Agriculture

 

La crise illustre la nécessité de revoir nos choix individuels et collectifs en matière d’agriculture. Favoriser l’achat local et durable représente une priorité pour tout plan national de relance.

Soutenir les agriculteurs québécois à travers une initiative d’autonomie alimentaire qui vise à hisser à plus de 50 % la proportion d’aliments provenant des fermes du Québec dans l’assiette des Québécois.
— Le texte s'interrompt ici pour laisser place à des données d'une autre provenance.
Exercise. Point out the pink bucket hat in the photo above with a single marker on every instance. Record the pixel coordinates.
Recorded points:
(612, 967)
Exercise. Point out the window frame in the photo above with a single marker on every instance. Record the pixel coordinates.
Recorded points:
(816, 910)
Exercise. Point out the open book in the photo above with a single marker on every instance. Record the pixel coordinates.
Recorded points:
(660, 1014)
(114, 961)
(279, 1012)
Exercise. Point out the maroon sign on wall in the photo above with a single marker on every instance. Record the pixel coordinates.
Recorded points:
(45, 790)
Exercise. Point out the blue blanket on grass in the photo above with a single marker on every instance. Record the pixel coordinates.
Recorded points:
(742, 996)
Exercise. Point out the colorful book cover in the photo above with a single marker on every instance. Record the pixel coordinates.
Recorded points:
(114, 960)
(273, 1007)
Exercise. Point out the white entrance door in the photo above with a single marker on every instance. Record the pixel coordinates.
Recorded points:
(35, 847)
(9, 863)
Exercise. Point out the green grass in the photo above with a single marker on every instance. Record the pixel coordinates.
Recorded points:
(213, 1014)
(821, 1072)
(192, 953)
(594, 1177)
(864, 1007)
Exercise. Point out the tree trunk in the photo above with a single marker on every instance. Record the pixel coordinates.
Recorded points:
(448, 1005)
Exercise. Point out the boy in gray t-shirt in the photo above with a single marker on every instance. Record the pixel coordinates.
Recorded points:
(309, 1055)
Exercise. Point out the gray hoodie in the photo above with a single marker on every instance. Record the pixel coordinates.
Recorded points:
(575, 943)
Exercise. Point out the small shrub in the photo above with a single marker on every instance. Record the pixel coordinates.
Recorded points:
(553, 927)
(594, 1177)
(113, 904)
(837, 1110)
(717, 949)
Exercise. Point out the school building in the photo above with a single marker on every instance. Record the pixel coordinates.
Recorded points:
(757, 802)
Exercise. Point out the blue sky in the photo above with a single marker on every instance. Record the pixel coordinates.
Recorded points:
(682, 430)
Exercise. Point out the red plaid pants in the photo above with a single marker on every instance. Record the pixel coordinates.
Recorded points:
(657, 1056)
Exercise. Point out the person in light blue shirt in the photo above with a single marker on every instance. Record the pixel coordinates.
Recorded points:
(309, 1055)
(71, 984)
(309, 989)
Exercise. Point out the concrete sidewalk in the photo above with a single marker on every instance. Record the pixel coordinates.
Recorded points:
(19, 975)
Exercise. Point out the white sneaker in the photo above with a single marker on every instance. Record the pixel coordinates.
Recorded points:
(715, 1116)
Pour ce faire:

  • Accroître les achats d’aliments québécois par les écoles, les hôpitaux et les ministères et organismes ;

  • Soutenir les systèmes alimentaires de proximité, notamment les marchés publics et de quartier, de même que les initiatives de liens directs avec les agriculteurs ;

  • Accélérer la révision des règles qui nuisent à l’émergence d’une agriculture locale et à la création de circuits courts en alimentation (ou de système alimentaire de proximité) en rapprochant la production, la transformation et la distribution ;

  • Soutenir financièrement les pratiques agricoles résilientes(1) ;

  • Déployer une campagne de promotion en faveur des aliments québécois.

Explication : le secteur agroalimentaire québécois est actuellement fortement ébranlé en raison de sa forte dépendance aux échanges internationaux. De façon plus générale, privilégier l’achat de produits et de services locaux contribue à renforcer les entreprises d’ici et à soutenir l’activité économique partout au Québec.

(1) Le dernier budget prévoyait 25 millions $ par la mise à jour des PAD.